Sometimes, in the very early hours of the morning when everyone is still asleep, I think I hear our bedroom door creak open slightly, followed by soft footsteps on the floor. I wonder if you are coming to crawl into bed with your daddy and me, as you would if you were still here.
Sometimes, as I kiss your little sister at the start of each new day, I wonder if you remember the times that I whispered, “I’m going to kiss you a lot now, in case there’s ever a time I can’t,” and then covered your face with butterfly kisses as you laughed. I hope that you can still feel my love.
Sometimes, when I miss you so much that I don’t want to leave the comfort of our home, I look out the window to see a dragonfly looking back at me. I wonder if you sent it to lift my spirits and to give me the strength I need to move forward.
Sometimes, when I take your sister to the park or to visit friends, I watch the little boys your age as they run and play. In my mind’s eye, I always picture the boy you should be running with them. I wonder if you’re trying to show me what you look like where you are now.
Sometimes, when I bend down to your sister and she throws her arms around my neck, I feel the tears start to fall. I wonder if you know that my tears are full of regret for the small pleasures you never had the chance to experience, while, at the same time, full of joy for every moment I had with you and for every tiny movement she makes.

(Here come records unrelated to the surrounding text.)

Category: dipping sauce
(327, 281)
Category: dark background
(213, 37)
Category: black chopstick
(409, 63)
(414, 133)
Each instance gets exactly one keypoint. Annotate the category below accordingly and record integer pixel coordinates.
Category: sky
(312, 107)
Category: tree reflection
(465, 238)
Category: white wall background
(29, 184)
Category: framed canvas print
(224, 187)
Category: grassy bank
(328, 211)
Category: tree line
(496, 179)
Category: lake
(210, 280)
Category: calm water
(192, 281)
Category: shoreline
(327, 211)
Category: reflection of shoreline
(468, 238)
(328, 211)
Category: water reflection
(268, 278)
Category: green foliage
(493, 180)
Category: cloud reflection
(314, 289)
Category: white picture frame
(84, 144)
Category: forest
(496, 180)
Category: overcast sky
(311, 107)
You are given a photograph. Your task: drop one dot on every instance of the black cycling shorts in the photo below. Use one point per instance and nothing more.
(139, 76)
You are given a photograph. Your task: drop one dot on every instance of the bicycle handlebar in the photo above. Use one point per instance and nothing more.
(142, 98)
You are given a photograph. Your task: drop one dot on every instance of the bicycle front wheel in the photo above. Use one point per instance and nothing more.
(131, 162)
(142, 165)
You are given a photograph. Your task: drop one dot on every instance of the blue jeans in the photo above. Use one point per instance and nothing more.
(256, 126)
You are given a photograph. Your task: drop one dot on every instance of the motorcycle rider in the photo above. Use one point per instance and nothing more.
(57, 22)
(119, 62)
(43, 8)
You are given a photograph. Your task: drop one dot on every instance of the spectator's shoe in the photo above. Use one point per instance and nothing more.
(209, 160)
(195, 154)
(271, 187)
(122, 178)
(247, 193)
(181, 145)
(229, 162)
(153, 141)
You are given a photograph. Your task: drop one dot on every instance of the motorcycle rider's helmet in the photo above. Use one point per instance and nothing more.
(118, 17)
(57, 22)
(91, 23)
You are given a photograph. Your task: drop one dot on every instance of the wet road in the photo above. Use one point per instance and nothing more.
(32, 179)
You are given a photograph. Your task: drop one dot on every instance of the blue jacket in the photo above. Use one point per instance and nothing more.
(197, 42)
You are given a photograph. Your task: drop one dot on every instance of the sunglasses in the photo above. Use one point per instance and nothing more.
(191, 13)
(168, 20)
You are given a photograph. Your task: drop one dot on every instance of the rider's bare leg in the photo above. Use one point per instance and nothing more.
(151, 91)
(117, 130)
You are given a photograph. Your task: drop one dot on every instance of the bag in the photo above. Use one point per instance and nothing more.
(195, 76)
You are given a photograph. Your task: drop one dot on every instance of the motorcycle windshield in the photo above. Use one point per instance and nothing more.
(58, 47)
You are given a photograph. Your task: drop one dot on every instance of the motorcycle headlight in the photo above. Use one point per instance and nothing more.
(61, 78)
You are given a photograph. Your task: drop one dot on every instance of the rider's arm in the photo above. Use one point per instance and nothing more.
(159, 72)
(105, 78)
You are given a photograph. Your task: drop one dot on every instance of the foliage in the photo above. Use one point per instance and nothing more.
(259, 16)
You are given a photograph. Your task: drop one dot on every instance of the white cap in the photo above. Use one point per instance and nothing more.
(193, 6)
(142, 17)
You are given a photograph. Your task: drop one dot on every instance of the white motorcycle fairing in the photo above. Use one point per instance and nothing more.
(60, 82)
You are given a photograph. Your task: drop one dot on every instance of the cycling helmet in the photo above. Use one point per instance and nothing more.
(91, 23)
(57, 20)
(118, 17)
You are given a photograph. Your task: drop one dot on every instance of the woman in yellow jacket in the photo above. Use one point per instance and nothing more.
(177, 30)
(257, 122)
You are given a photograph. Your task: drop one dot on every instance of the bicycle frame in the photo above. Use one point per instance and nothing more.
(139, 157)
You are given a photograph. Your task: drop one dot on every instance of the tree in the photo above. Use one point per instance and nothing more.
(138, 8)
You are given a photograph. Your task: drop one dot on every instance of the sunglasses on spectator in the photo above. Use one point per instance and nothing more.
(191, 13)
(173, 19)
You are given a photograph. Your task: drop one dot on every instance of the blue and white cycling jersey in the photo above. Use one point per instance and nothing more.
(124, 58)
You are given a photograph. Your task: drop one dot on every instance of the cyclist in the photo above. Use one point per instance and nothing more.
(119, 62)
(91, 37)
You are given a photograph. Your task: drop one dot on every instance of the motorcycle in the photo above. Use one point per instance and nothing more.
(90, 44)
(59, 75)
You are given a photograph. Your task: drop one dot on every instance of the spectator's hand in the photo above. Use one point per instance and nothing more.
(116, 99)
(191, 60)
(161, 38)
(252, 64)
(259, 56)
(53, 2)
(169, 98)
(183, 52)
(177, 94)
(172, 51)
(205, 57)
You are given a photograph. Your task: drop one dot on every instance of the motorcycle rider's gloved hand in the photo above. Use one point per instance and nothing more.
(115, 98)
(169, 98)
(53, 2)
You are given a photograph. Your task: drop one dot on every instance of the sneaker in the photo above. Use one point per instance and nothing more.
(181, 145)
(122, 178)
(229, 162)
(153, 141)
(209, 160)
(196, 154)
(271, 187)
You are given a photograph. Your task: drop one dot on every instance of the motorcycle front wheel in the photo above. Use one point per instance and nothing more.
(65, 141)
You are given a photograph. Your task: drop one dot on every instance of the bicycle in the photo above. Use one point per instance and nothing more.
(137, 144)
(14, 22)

Sometimes, when I hear your favorite song, the one that we played at night as I rocked you to sleep, certain lyrics catch my attention – “Someday I’ll wish upon a star and wake up where the clouds are far behind me.” I wonder if it’s a sign from you, telling me that you are safe and happy on the other side of the rainbow.
Sometimes, as your sister eats her dinner, she looks up at the ceiling, smiling, waving and saying, “Hi.” I wonder if she can see you. Trusting her, I always smile and wave – and wish that I could see you too.
Sometimes, when the house is once again quiet, your sister’s motion-activated doll starts talking in the playroom. It says, “Hi, Mommy. Can you see me?” I wonder if you’re asking me if I can sense your presence, because, oftentimes, I think I can.
Sometimes, as I lay quietly in bed at the end of another day, I wonder why SMA had to come into our lives and steal you from us. I try to console myself with the thought that, if just for a little while, I held an angel in my arms. And, I hope you know that, no matter how near or far you are, you always will be the heart of our family.
Sometimes, when I close my eyes, I try to remember every detail of you – the curl in your hair, the velvet skin of your cheeks, the smell of your hands, the warm weight of your body against mine. I wonder if you know what I would give to hold you once more.
Sometimes, as I replay the choices your daddy and I made for you in this life, I wonder if we truly did as you wanted. Then a wave of peace washes over me, and I know that, while I might never fully understand, your journey was how it was meant to be. And so I fall asleep.